Stada then proposed acquiring only Valenta’s marketing network and intellectual property and excluding the production facilities, which it regarded as too risky.
Two sources said Stada eventually secured the green light from key ministers in Vladimir Putin’s cabinet. At that stage, Stada and Valenta’s owners were only about 10 percent apart on a dollar price, with the euro’s strength at the time playing into Stada’s hands.
But the deal collapsed in March 2011.
“We had intended to conclude a very complex deal. Agreeing its parameters required a great effort from both sides, everyone was tired and the deal did not take shape,” Valenta’s chief executive Alexander Itin told Reuters.
Itin said the complexity of the deal eventually overwhelmed both sides. “It was not a matter of disagreement over price.”
Valenta said it made about 2 billion roubles ($67 million) in earnings before interest, taxes, depreciation and amortization (EBITDA) last year on sales of 5 billion roubles.
Industry experts say Russia’s attractive growth rates must be balanced against the risk of a falling rouble and of political upheaval. In addition the industry has recently been subjected to a number of government restrictions on drug prices.
But that has not kept Stada from trying to thrash out deals in the country for years. Two sources said that at one point it was also looking into buying drugmaker Veropharm. Officials at Veropharm could not be reached for comment.

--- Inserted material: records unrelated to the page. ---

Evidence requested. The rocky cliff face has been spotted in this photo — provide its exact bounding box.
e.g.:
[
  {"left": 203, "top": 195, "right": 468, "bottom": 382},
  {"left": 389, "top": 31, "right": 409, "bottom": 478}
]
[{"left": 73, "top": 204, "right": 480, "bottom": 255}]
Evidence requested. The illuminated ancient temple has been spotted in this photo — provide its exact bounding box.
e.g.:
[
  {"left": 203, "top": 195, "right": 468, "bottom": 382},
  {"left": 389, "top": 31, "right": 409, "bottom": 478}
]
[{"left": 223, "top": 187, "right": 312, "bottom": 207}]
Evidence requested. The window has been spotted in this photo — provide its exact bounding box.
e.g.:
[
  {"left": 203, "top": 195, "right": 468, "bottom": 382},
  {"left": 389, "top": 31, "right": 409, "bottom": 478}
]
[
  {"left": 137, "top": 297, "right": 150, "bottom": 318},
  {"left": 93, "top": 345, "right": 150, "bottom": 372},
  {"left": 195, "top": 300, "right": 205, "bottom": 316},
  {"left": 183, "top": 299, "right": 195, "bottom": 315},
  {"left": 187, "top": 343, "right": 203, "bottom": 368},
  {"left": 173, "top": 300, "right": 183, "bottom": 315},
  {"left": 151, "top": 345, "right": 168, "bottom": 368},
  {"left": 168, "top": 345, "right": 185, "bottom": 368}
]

Meanwhile, Stada says in presentations to investors that “internationalization progresses”, citing a proportion of sales from abroad of more than 71 percent, up from 63 percent in 2007.
But that is as much a result of deteriorating sales in its home market as it is of growth outside Germany.
Stada’s need to act became apparent again at the start of the month, when it reported that its 2011 net income slumped by two thirds, dragged lower by delayed payments from Serbian drugs distributors and as the margin squeeze in its home market continued.